Working Classes Rejoice as Wayne Rooney’s Salary Skyrockets

By Michael Burton

Circumstances can change quickly. One minute you can be winning and the next minute you can be not winning. It’s fleeting, volatile and, at times, uglier than war; it’s football.

But in the middle of the chaos – the clamour, the brutality – there is one man who, with unimaginable bravery, runs and kicks and spits. There are also twenty-one others, but we don’t talk about them. This man is not like you or I. No – he can run faster; he can kick further, he can produce more spit. That man is Wayne Rooney.

Over the course of one week, the working classes of Britain have applauded the enormous pay rise for the celebrity kicker of balls and then attacked his choice of how to spend it.

The moment the working classes heard the news of Mr Rooney’s pay rise

As volatile as the game is, so too are the fans. One minute they can be on your side and the next minute they can be not on your side. It’s not human nature; it’s football.
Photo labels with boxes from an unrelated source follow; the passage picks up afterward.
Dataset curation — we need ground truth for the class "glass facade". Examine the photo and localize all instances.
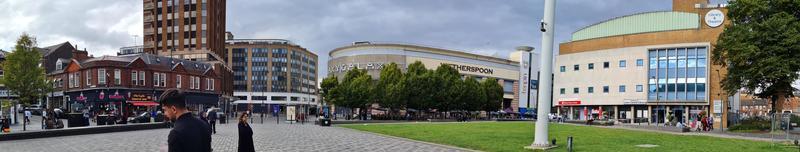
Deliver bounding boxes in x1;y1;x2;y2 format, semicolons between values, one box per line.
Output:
231;47;317;93
231;48;247;91
647;47;708;101
249;48;269;92
272;48;288;92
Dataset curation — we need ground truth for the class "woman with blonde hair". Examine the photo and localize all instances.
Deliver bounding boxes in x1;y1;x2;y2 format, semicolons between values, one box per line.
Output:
238;112;256;152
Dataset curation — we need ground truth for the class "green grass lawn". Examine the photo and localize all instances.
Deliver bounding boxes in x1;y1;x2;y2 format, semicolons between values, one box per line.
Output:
339;122;798;152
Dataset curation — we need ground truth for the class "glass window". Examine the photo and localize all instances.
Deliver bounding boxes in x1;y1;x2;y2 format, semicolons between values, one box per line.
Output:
114;69;122;85
97;69;106;84
636;59;644;66
131;70;139;85
139;71;147;86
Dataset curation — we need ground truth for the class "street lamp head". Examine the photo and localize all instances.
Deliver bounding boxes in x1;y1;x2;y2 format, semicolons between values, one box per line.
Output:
517;46;533;52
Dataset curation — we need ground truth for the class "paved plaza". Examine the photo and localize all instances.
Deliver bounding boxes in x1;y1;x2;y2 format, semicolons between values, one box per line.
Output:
0;118;461;152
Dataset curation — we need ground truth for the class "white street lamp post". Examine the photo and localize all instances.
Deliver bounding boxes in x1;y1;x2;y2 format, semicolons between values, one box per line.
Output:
526;0;555;149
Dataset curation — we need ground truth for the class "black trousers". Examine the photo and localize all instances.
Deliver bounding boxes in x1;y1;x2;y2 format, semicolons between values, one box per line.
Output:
208;120;217;133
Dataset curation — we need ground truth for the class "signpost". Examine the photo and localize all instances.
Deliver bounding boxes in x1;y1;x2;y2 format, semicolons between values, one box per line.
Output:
526;0;556;149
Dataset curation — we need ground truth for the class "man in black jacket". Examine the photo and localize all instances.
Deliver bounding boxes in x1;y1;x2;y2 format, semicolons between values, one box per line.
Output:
208;107;217;134
159;89;211;152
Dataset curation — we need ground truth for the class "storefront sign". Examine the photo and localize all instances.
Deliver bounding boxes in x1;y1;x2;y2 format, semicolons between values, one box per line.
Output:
705;9;725;27
328;62;386;72
131;93;153;101
108;91;125;99
558;98;581;105
445;63;494;74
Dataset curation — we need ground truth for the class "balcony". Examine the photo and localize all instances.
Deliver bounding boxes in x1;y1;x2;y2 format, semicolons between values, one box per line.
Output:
144;28;155;35
144;41;155;48
144;2;156;10
144;15;155;22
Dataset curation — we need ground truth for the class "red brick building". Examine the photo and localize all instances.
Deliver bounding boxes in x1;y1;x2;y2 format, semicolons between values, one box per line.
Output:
47;54;222;116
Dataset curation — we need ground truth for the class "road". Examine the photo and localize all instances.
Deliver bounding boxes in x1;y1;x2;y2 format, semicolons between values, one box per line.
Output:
0;116;466;152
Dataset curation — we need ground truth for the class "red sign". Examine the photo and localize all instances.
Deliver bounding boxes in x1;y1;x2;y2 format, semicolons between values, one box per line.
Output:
558;101;581;105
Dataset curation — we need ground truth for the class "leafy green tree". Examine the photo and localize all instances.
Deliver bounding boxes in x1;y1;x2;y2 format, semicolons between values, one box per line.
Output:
459;76;487;111
0;33;52;105
320;75;340;104
334;69;374;119
433;64;465;112
712;0;800;111
375;63;407;115
403;61;437;116
481;78;503;113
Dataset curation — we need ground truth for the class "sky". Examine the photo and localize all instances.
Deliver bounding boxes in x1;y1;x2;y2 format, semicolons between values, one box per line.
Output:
0;0;721;75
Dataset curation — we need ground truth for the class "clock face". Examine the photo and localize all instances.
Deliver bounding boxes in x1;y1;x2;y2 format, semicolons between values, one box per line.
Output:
705;9;725;27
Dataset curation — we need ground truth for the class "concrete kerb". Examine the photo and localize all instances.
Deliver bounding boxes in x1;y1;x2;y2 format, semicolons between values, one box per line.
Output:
0;123;168;141
560;123;789;142
337;126;481;152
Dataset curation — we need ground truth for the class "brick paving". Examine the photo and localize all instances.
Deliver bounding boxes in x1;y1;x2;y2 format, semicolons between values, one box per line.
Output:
0;116;461;152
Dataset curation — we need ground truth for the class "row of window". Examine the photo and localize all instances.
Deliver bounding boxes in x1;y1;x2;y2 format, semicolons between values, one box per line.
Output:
560;59;644;72
559;85;644;94
59;68;215;90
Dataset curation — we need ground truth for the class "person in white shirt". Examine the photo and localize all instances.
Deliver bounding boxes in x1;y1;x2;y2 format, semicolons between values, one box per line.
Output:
25;110;31;123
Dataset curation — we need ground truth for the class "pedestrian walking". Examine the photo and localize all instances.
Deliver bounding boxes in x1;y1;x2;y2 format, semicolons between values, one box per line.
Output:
208;109;217;134
24;110;31;123
159;89;212;152
708;117;714;131
238;113;256;152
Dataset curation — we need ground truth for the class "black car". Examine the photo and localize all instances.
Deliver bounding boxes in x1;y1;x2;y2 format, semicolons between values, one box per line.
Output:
128;112;150;123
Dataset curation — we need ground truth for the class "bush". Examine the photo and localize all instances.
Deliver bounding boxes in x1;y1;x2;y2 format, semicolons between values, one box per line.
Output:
728;117;771;131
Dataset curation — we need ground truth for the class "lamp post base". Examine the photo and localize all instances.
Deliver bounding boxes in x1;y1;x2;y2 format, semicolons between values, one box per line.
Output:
525;144;558;150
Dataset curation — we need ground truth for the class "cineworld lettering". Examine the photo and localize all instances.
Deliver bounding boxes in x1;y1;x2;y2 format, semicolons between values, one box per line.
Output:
448;64;494;74
329;63;384;72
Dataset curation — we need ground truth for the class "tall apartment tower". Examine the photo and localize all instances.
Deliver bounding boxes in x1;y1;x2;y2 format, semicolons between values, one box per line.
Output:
143;0;233;102
143;0;227;63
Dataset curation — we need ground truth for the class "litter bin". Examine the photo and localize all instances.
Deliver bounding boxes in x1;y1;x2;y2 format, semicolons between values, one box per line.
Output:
319;118;331;126
67;113;89;127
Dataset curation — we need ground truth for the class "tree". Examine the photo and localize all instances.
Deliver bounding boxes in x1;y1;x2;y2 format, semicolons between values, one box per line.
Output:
334;69;374;119
320;75;339;104
375;63;406;115
481;78;503;114
403;61;436;117
459;76;487;114
433;64;465;112
712;0;800;112
0;33;51;105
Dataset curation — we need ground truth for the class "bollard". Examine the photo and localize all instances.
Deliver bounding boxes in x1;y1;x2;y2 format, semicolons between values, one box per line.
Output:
567;136;572;152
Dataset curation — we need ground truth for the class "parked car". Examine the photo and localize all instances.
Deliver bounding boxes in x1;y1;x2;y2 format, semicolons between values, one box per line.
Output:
128;112;150;123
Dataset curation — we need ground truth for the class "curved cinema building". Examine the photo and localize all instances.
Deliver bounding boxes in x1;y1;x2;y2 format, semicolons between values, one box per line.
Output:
328;42;533;113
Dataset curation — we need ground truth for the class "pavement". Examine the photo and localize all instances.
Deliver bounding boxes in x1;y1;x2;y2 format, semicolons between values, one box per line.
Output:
564;123;800;142
0;118;466;152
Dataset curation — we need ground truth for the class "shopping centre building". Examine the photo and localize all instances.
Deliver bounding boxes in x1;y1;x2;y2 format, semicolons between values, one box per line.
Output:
225;38;319;114
553;0;730;127
328;42;538;113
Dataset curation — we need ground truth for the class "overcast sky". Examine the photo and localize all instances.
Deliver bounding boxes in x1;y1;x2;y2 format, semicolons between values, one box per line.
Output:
0;0;732;75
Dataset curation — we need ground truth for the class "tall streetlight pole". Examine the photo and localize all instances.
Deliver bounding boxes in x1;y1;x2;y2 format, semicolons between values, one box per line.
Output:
526;0;556;149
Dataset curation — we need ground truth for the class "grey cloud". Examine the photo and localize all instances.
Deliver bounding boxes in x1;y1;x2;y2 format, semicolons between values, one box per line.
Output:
0;0;718;75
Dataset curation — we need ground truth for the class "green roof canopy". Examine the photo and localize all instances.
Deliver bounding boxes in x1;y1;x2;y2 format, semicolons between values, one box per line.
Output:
572;11;700;41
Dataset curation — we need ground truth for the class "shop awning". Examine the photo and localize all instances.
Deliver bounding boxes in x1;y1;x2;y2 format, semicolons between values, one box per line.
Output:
128;101;158;106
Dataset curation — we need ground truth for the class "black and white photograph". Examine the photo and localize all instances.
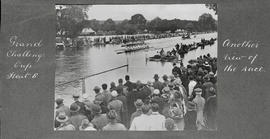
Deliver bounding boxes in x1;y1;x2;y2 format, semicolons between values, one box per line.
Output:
52;4;218;131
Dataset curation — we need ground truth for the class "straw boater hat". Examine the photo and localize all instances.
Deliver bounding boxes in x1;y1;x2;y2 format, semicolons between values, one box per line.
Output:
92;105;102;114
111;90;118;97
73;93;80;98
134;99;143;107
154;74;159;79
153;89;160;95
162;86;170;93
147;81;153;86
194;88;202;95
93;86;101;91
69;103;80;112
186;101;196;111
56;112;68;123
82;93;89;99
55;98;64;104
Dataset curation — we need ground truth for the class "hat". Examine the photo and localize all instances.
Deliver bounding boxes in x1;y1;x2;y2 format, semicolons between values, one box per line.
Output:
154;74;159;79
69;103;80;112
111;90;118;97
168;83;173;88
154;89;160;95
165;118;175;130
162;74;168;79
94;95;103;104
55;98;64;104
92;105;101;114
134;99;143;107
173;79;182;85
56;112;68;123
162;86;170;92
107;110;117;120
93;86;101;91
194;88;202;95
147;81;153;86
187;101;196;111
73;93;80;98
82;93;89;99
194;88;202;92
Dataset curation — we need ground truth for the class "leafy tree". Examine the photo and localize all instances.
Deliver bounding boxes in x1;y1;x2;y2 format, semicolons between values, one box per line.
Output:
56;5;88;39
205;4;217;14
198;13;216;31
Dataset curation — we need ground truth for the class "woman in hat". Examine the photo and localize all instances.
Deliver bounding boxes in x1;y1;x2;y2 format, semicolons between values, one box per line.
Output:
184;101;197;130
91;105;108;131
79;119;96;131
108;90;123;122
130;99;144;123
70;103;88;130
165;118;178;131
193;88;205;130
102;110;127;131
55;112;75;130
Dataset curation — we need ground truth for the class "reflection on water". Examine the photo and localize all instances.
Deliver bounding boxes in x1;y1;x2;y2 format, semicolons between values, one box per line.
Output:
55;33;217;103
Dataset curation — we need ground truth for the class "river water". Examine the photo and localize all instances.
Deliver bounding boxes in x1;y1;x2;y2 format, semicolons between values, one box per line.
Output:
55;33;217;105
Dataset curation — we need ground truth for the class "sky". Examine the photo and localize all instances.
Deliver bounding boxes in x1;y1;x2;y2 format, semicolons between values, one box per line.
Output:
87;4;217;20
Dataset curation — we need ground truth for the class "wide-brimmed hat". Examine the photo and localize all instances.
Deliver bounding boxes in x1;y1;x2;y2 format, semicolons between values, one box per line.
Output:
82;93;89;99
111;90;118;97
154;74;159;79
55;98;64;104
162;74;168;79
147;81;153;86
187;101;196;111
153;89;160;95
69;103;81;112
168;83;174;88
72;93;80;98
93;86;101;91
194;88;202;94
56;112;68;123
162;86;170;92
134;99;143;107
92;105;102;114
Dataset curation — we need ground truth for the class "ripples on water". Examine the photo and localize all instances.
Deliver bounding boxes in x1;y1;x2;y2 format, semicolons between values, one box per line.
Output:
55;33;217;104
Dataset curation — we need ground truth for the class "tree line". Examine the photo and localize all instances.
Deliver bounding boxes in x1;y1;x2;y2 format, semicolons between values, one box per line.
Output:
57;6;217;38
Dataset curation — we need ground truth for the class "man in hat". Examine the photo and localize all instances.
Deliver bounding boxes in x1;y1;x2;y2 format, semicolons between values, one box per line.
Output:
70;103;88;130
93;86;108;113
153;74;164;91
151;87;165;113
202;76;214;100
130;99;143;123
162;74;170;87
79;119;96;131
124;75;136;92
148;103;166;131
184;101;197;130
55;112;75;131
204;87;217;130
82;93;94;121
116;78;126;96
55;98;70;117
103;110;127;131
72;93;85;115
188;75;197;100
101;83;112;104
172;63;182;76
193;88;205;130
108;90;123;122
91;105;108;131
129;105;151;131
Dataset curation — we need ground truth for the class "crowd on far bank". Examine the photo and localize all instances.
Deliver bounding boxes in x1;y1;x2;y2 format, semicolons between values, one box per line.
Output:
55;54;217;131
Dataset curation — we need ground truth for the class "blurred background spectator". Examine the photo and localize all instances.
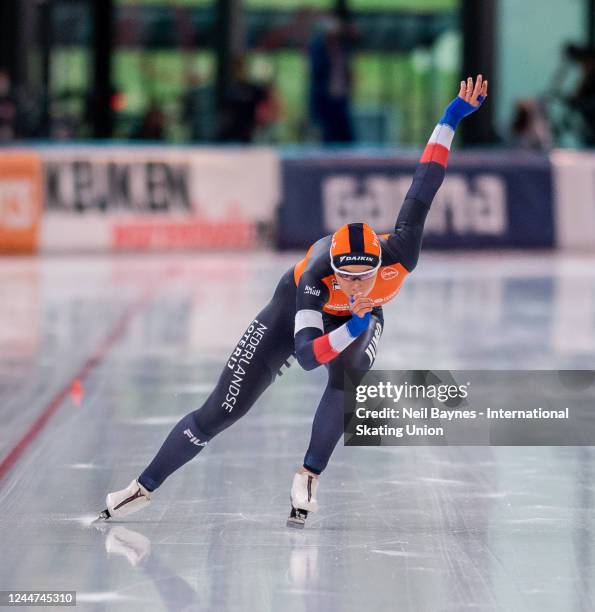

There was much jubilation among the working classes when news recently broke that Mr Rooney’s salary would be rising to £300,000 a week; they couldn’t wait for him to have more things.

One blogger wrote, ‘I hpe hes avding txes so he cn keep mre of the mney! I thnk his daily rate of 42,480 (dble the amnt of chldrn tht die from hnger evry day) is wll dsrvd. Hs goal agenst Wst Brmwch Albion   ws siiiiiccckkkkk! Id lke to see a strving kid do tht!’ (Spelling has been retained for authenticity).

Little did they know how Mr Rooney would turn so unexpectedly.

An anonymous source leaked some financial plans Mr Rooney had made with his accountants. They revealed what he planned to do with his new wage:

Weekly wage after tax 160,000
Donation to Feed The Hungry 20,000
Regeneration of Liverpool 40,000
Education for Young African Women 15,000
Shelters for the Homeless 15,000
Marie Curie 5,000

 

Not a tax loophole in sight. Mr Rooney has shown human emotion and care for others.

Enraged at their fallen hero, the working classes immediately vocalised their anger. One blogger wrote, ‘Wht a nob. Wyne Rny is an idiot. Wht is he dng?? Wht abt all the stuff?? Dsnt he rlise there are thngs. Hw will shops cpe?? I hte to thnk hw the car dealers feel. Ths isn’t wht football is abt.’(Spelling has been altered for authenticity).

Companies everywhere panicked. A spokesperson for Aston Martin said, ‘we just feel he needs to be made aware of our needs. The problem is that when individuals control such large amounts of money, the distribution of it is at their disposal, and it often doesn’t go where needed most.  For years we’ve relied on the egos of sports stars and other high profile figures to bring in trade.  If more athletes follow suit with this misguided spending, Aston Martin could face serious financial difficulty. There needs to be an intervention.’ Ray Ban echoed the sentiment, saying ‘This is the west. Something needs to be done before giving is cooler than sunglasses.’

Whether the company is Gucci, Cabasse, Prada, Ferrari, Armani, Samsung, Porsche or Dell, the same question is on every CEOs lips; how do you convince Mr Rooney that he needs more stuff?